Ok, we are now ready to do some mapping. This code creates a map book for each local authority district. The maps feature the percentage values from each Key Statistic table; and choropleth maps are presented for all those local authority districts where there were more than 8 output areas with values.
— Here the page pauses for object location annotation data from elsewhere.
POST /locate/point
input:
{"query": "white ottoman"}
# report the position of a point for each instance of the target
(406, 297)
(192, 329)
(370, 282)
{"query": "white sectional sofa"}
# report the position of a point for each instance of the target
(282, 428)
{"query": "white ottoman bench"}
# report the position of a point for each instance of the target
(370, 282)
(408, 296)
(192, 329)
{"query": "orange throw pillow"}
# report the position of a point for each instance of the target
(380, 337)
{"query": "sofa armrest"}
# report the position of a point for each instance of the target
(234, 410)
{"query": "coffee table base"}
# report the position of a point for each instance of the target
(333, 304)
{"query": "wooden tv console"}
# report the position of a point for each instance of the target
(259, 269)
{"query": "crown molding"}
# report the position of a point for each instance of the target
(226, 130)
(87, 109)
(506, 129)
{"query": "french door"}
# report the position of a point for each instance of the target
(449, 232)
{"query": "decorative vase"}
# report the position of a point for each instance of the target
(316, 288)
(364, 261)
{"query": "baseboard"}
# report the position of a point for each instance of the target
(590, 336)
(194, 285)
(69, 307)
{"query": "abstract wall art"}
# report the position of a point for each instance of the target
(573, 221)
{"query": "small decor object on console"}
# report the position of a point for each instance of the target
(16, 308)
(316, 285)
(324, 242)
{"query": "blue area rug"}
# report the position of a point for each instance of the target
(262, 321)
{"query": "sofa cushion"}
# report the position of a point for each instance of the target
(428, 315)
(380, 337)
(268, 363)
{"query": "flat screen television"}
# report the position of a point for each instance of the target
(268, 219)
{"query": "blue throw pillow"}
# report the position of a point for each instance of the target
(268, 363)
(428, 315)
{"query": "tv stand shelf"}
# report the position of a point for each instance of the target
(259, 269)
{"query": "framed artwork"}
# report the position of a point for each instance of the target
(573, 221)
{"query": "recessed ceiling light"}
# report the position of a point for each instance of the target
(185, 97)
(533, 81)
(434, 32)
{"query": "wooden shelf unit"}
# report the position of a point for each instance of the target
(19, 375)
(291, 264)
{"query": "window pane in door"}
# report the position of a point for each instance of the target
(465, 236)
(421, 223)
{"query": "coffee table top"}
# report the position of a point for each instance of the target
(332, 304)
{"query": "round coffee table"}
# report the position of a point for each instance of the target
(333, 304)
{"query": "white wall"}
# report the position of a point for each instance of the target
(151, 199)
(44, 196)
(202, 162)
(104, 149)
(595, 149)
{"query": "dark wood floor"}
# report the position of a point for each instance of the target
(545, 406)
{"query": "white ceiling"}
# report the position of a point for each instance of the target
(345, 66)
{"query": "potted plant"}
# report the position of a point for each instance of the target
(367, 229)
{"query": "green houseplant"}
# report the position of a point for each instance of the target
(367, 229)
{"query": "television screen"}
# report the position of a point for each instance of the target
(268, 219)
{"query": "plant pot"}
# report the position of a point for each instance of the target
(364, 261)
This restriction was made for aesthetic restrictions related to the manipulation of the percentage scores into the coloured bins used to shade the choropleth.

# Set working directory to output maps
setwd("/Volumes/Macintosh HD 2/Dropbox/Projects/2011_Census/2011_Output_Area_Maps_LA")

# Map Colours
my_colours <- brewer.pal(7, "Blues")

# Create LAD list
LAD_LIST <- as.data.frame(table(OA@data$LAD11CD, OA@data$LAD11NM))
LAD_LIST <- LAD_LIST[LAD_LIST$Freq > 0, c("Var1", "Var2")]
colnames(LAD_LIST) <- c("LAD11CD", "LAD11NM")
# LAD_LIST <- LAD_LIST[c(sample(1:nrow(LAD_LIST),
# 1),sample(1:nrow(LAD_LIST), 1),sample(1:nrow(LAD_LIST), 1)),1:2]

# Create Map list
map_list <- as.character(Variable_Desc[Variable_Desc$ColumnVariableMeasurementUnit != 
    "Count", 1])
# Remove Welsh only variables from map list
map_list <- map_list[regexpr("WA", map_list) < 0]

# map_list <-
# c('KS405EW0015','KS405EW0020','KS405EW0025','KS608EW0012','KS105EW0024')


# Loop through each LAD
for (i in 17:nrow(LAD_LIST)) {
    LAD <- as.character(LAD_LIST[i, 1])
    LAD_NAME <- as.character(LAD_LIST[i, 2])

    pdf(paste(LAD, ".pdf", sep = ""), width = 10, height = 10, title = paste(LAD_NAME), 
        paper = "a4")

    WARD_to_Map <- WARD[WARD@data$LAD11CD == LAD, ]

    for (x in 1:length(map_list)) {

        # Get a name for the variable
        MAP_NAME <- Variable_Desc[Variable_Desc$ColumnVariableCode == paste(as.character(map_list[x])), 
            ]
        OA_to_Map <- OA[OA@data$LAD11CD == LAD, ]
        tmp <- as.numeric(OA_to_Map@data[, paste(as.character(map_list[x]))])
        OA_to_Map@data$mapvar <- tmp

        # Get table name, and add to MAP_NAMES
        MAP_NAME$KS2011_Tab_Code <- substring(MAP_NAME$ColumnVariableCode, 1, 
            7)
        MAP_NAME = data.frame(MAP_NAME, Key_stat_tables[match(MAP_NAME[, "KS2011_Tab_Code"], 
            Key_stat_tables[, "KS2011_Tab_Code"]), ])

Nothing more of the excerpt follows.